Soon after, the Bradleys were asked to become a part of the People Around the Word Sharing (PAWS) program.
PAWS connects international students with American professors or students. Events like group trips around Texas and an annual Thanksgiving dinner give students and professors a chance to get to know each other. American professors and students help international students navigate a new culture and make the transition into life at Baylor. Often faced with culture shock as well as a language barrier, these relationships can be incredibly helpful and encouraging to international students while allowing Americans to grow and understand more about the world.
After the welcome dinner, the Bradleys invited Idone to their church, Calvary Baptist.
“They said ‘Will you come to church with us?’ and I said ‘Yeah why not?’” Idone said.
After this, Idone began regularly attending church with the Bradleys and eating Sunday lunch with them. Idone has now joined the church choir, providing him with opportunities to become more involved with the church community.
“We asked him if he would like to sing in the choir … and he just loved the music and being a part of the group,” Bradley said. “So that established him with an inter-generational community.”
Idone also joined the Bradleys for Thanksgiving, contributing an Italian dish to the meal.
“At Thanksgiving, he cooked this amazing lasagna that was so different than our lasagna and yet so wonderful and good,” Bradley said, smiling.

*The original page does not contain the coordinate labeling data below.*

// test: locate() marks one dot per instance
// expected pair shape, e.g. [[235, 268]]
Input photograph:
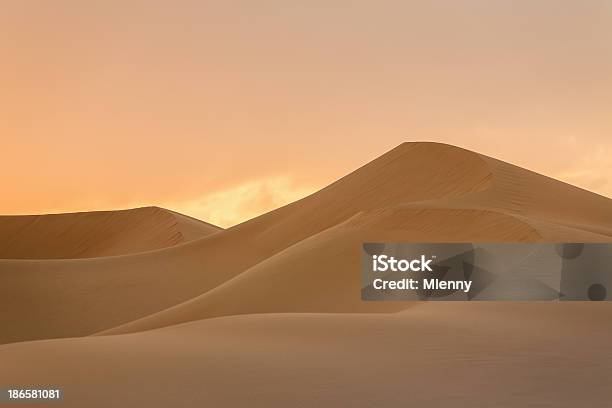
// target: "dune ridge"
[[96, 234], [416, 192], [239, 317]]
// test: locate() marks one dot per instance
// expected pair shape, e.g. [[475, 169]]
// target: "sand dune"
[[438, 354], [96, 234], [275, 262], [495, 201], [240, 317]]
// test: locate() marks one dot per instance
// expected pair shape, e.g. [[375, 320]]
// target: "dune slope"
[[96, 234], [275, 262], [479, 354]]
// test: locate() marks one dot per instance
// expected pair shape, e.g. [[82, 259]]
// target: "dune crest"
[[96, 234], [419, 192]]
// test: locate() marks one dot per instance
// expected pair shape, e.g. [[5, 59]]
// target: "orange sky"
[[227, 109]]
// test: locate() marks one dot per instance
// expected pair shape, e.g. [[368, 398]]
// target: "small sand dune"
[[96, 234]]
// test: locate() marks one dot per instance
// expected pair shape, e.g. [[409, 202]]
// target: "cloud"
[[244, 201]]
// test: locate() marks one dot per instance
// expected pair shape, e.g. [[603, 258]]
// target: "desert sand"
[[150, 308]]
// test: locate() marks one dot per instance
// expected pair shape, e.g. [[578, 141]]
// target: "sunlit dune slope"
[[96, 234], [495, 202], [302, 257]]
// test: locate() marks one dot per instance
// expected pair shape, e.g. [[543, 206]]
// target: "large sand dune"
[[272, 341], [274, 263]]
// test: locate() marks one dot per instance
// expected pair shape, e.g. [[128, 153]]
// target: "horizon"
[[226, 111], [289, 202]]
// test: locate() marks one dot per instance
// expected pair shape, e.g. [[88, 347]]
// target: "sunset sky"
[[227, 109]]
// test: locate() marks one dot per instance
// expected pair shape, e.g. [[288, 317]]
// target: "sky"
[[227, 109]]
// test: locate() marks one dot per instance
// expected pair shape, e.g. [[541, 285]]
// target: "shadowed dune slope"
[[96, 234], [426, 192], [472, 354]]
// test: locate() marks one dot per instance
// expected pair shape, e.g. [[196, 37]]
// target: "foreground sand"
[[268, 313], [438, 354]]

Idone explained the importance of having support and encouragement from a family while far from home. He said the kindness of families like the Bradleys can help ease the homesickness and culture shock that most international students experience.
“They made me feel that I had a family,” Idone said. “[At Baylor] I feel that I am a part of something, that I belong to a community.”
Bradley discussed how meaningful their friendship with Idone has been as they share stories, observations and even food. He believes that hospitality is often distorted by American culture into a one-sided relationship in which the host is expected to be the only person giving.
“True hospitality is a mutual gift-giving,” Bradley said. “I get the opportunity to benefit from your gifts, your life, your conversation and your experiences … Hospitality at its best and truest is not top-down.”
Although the couple has provided much for Idone, Bradley said in reality, Idone has given just as much to them.
“He is our friend and we are learning from him,” said Bradley. “We’re all in this together.”
Idone expressed his gratitude to the Bradleys, saying he hopes they can visit him one day in Italy.
“For whoever is going to come next here and be welcomed to the Bradleys, I am very jealous because they are a great family,” Idone said. “I really treasure these moments.”
Bradley wishes that more students and professors would build relationships with international students, whether through PAWS or on their own. He explained that this not only gives Americans a chance to encourage international students but also allows their view of the world to expand.
“Anytime that we can lock arms with someone from another culture, another country, another context, that’s truly important. And from a Christian perspective, I think that’s core to what we should be a Christ followers,” Bradley said. “By seeing God in someone else, your God grows.”